Cour d'appel du Québec

SNC-Lavalin inc. c. Lafarge Canada inc.

Dutil, Cotnam, Moore

Appel d’un jugement de la Cour supérieure ayant rejeté une demande introductive d’instance pour exercer un recours récursoire anticipé par voie d’appel en garantie et des requêtes en garantie. Rejeté.

Dans le contexte de l’affaire de la pyrrhotite, les appelants ont été déclarés responsables in solidum avec d’autres codéfendeurs des préjudices causés à 857 immeubles résidentiels (Deguise c. Montminy (C.S., 2014-06-12 (jugement rectifié le 2014-07-31 et le 2014-11-06)), 2014 QCCS 2672, SOQUIJ AZ-51081725, 2014EXP-1966, J.E. 2014-1112) (jugement phare). Par ailleurs, leur part de responsabilité a été établie à 70 %, ce qui a été confirmé en appel (SNC-Lavalin inc. (Terratech inc. et SNC-Lavalin Environnement inc.) c. Deguise (C.A., 2020-04-06), 2020 QCCA 495, SOQUIJ AZ-51681330, 2020EXP-956) (arrêt phare). Les appelants ont introduit un recours en garantie contre les intimées Lafarge Canada inc., producteur de ciment, et De Grosbois, une géologue de formation qui travaille pour Lafarge, alléguant la commission de fautes qui les rendaient responsables des dommages causés aux victimes. Le juge de première instance a conclu à l’absence de faute.

La «présomption de vérité» est l'usage à titre de moyen de preuve de faits dans une instance subséquente. Ce n’est donc pas l’effet normatif de la décision qui est en jeu, mais son «effet probatoire». En l'espèce, plusieurs éléments permettaient au juge de s’écarter des constats de faits retenus dans le dossier phare. D’abord, les intimées n’étaient pas parties à ces instances et elles n’ont donc pas pu présenter de preuve, non plus que tester celle des appelantes et des autres parties. Ensuite, la nature des questions et l’objet des débats différaient, le dossier phare portant sur des fautes distinctes et imputables à des personnes et entités autres que dans la présente instance. Enfin, une importante preuve additionnelle, comportant de nouvelles pièces, des témoignages et des expertises a été administrée quant aux intimées dans la présente instance.

Pour ce qui est de l’article 1539 du Code civil du Québec (L.Q. 1991, c. 64) (C.C.Q.), il est inapplicable puisque la défense invoquée par les intimées, soit l’absence de faute, n’était pas commune à tous les codébiteurs. Même si le risque de dégradation du béton provoquée par l’oxydation des granulats contenant de la pyrrhotite était scientifiquement connu en 2002, les intimées n’ont commis aucune faute en raison de la nature de leur intervention et de leur mandat limité. Ce moyen se distingue du seul état des connaissances et est personnel aux termes de l’article 1539 C.C.Q.
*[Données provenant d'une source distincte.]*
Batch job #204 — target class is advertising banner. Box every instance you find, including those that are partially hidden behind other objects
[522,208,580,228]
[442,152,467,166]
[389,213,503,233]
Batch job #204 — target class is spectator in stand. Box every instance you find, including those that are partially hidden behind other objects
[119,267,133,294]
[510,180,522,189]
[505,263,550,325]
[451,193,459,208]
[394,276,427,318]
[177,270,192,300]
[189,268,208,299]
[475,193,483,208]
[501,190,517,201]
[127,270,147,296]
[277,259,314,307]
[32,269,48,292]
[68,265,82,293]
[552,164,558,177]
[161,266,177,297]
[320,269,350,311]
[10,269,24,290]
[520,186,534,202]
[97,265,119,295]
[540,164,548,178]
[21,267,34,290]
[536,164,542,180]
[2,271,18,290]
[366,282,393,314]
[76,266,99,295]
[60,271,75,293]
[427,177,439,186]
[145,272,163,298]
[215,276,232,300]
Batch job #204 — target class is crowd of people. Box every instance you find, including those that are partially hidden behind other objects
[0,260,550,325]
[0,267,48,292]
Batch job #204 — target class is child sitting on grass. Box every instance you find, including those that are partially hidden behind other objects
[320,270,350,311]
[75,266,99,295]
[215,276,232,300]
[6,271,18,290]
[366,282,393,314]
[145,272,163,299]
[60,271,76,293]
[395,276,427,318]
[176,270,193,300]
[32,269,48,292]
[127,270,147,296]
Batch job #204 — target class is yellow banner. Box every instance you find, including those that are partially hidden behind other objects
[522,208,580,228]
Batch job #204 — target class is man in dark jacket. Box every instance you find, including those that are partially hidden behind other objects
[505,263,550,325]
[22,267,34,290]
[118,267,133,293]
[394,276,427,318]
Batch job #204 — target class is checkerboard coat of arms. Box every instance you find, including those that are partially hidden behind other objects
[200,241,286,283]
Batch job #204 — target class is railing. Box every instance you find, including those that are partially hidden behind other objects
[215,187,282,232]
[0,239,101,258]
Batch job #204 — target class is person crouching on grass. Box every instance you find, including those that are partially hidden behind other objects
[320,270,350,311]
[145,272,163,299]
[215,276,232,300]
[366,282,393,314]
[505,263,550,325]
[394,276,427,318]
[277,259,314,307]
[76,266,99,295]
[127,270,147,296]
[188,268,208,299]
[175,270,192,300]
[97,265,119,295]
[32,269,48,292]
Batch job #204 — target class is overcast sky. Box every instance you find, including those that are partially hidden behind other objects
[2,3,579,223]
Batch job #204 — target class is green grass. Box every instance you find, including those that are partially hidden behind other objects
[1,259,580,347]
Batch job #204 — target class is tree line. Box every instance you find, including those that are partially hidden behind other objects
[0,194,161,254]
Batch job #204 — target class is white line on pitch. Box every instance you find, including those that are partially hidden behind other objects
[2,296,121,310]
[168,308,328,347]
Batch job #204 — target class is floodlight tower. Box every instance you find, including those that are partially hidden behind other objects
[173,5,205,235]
D'autre part, bien que le juge ait été imprécis lorsqu’il a exposé les règles de droit sur la responsabilité extracontractuelle - celle-ci peut être engagée en l’absence de faute contractuelle -, cela n’a pas entraîné d’erreurs révisables dans ses conclusions sur cette question. Les conclusions du juge quant à divers reproches formulés à l’endroit de De Grosbois et de Perreault, un ingénieur au service de Lafarge, doivent être maintenues. En effet, la conduite des 2 professionnels ne s’écartait pas de celle qu’une personne raisonnable, prudente et diligente aurait eue dans les mêmes circonstances.

Enfin, le juge n’a pas erré quant à l’application des règles de preuve encadrant l’évaluation des fautes alléguées. À cet égard, il était notamment question de la présomption de réception énoncée à l'article 31 de la Loi concernant le cadre juridique des technologies de l’information (RLRQ, c. C-1.1) en lien avec la réception par De Grosbois d’une télécopie. Or, un document peut être transmis sans être communiqué, comme c’est le cas en l’espèce. Que la télécopie ait ou non été reçue, c’est bien la connaissance de ce document qui aurait pu être la source d’un devoir, pour De Grosbois, d’assurer un suivi. À moins d'établir que le fait pour De Grosbois de ne pas avoir pris connaissance de cette télécopie constitue en lui-même une faute, imputable à celle-ci ou à Lafarge, le juge ne pouvait conclure à une faute.